Even earlier than that, Neuharth pointed out that “Readers want to be fully informed about issues and candidates. They welcome debate. But they rebel when we dictate. They resent being told how to vote.”
The editorial page editor of the Wall Street Journal, which also does not endorse candidates, said the editorial page has a more fundamental purpose, which is to “stick up for those principles” it deems important. The St. Paul Pioneer Press also discontinued its endorsements this year.
Jay Rosen, chairman of the journalism department at New York University, was reported to have said that endorsements were “a tool of power” that newspapers paraded out as their civic authority in leadership.
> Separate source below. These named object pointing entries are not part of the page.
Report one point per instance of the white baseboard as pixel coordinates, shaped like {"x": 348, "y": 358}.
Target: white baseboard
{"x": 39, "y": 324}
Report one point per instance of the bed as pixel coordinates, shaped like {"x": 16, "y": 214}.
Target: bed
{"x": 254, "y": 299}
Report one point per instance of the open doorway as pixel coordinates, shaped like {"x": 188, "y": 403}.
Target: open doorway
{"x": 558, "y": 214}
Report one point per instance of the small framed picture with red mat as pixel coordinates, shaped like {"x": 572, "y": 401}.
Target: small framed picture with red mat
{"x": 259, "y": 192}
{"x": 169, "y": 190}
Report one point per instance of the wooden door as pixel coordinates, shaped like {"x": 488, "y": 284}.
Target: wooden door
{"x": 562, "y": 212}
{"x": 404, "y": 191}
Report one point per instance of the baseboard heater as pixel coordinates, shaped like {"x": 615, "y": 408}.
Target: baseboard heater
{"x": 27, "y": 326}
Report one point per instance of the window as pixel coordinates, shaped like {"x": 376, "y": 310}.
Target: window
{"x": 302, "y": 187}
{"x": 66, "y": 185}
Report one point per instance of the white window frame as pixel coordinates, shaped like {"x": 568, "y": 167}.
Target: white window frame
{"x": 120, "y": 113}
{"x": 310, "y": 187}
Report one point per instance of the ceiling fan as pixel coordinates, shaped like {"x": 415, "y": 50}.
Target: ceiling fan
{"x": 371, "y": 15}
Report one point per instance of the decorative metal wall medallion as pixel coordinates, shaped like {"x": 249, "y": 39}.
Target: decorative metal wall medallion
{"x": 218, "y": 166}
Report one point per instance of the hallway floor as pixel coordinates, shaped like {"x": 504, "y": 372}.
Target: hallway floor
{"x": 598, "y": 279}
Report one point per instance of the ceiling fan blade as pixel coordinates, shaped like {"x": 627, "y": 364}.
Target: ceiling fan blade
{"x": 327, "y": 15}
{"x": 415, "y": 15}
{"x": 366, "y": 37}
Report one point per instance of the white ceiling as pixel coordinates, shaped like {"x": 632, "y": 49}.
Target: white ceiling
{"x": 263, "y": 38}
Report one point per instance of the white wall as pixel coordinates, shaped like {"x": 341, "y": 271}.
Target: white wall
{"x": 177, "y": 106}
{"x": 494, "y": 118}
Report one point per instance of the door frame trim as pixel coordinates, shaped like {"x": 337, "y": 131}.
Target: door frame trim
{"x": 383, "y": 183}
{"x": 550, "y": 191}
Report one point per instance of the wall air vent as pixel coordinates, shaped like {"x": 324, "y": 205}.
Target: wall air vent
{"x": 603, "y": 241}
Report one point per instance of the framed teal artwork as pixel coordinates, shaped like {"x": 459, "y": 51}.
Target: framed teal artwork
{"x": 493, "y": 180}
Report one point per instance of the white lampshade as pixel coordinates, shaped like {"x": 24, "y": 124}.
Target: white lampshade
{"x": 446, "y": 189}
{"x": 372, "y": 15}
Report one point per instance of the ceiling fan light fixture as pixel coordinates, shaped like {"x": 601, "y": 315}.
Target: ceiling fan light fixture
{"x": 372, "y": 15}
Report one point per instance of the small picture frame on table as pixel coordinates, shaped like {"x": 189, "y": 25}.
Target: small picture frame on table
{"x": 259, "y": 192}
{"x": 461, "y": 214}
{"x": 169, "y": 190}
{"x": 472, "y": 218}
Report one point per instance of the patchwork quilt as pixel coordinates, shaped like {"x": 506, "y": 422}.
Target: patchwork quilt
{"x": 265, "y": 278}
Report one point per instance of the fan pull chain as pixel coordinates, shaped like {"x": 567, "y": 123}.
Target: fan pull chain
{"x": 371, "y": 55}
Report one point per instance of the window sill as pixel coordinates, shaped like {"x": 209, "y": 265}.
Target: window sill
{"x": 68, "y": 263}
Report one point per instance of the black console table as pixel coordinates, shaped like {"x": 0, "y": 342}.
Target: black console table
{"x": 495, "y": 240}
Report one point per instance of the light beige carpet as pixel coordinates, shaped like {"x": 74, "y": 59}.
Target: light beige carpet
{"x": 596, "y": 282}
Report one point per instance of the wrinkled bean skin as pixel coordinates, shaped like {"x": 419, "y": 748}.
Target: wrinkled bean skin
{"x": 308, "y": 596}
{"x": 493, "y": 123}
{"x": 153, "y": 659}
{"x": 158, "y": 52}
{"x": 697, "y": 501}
Editorial writers would proclaim that, because of their access, they were more knowledgeable and thoughtful and could be more credible in their opinion. Even if this were true at one time, it’s not the case anymore. Today, voters have access to a lot more information — just as much access in many cases as do editorial writers.
I can’t speak for all newspapers, but I don’t think newspapers should be in the business of making kings — or telling people how they should think. Regardless of who is sitting in the seats of power, each should be held accountable to whom they represent, and that’s the job of news organizations.
An endorsement appears to give a seal of approval and taints the perception of readers of our true intent, regardless of how hard we work at fairness. That puts our reporters in a difficult position. Ending endorsements doesn’t mean there will be no opinions about the candidates.
These will appear as signed columns from various authors. They could be opinions of a syndicated columnist or a particular Free Press writer, not the opinion of the Free Press editorial board. We will, however, recount what issues we feel are important to this region and this state and raise questions we feel need to be addressed.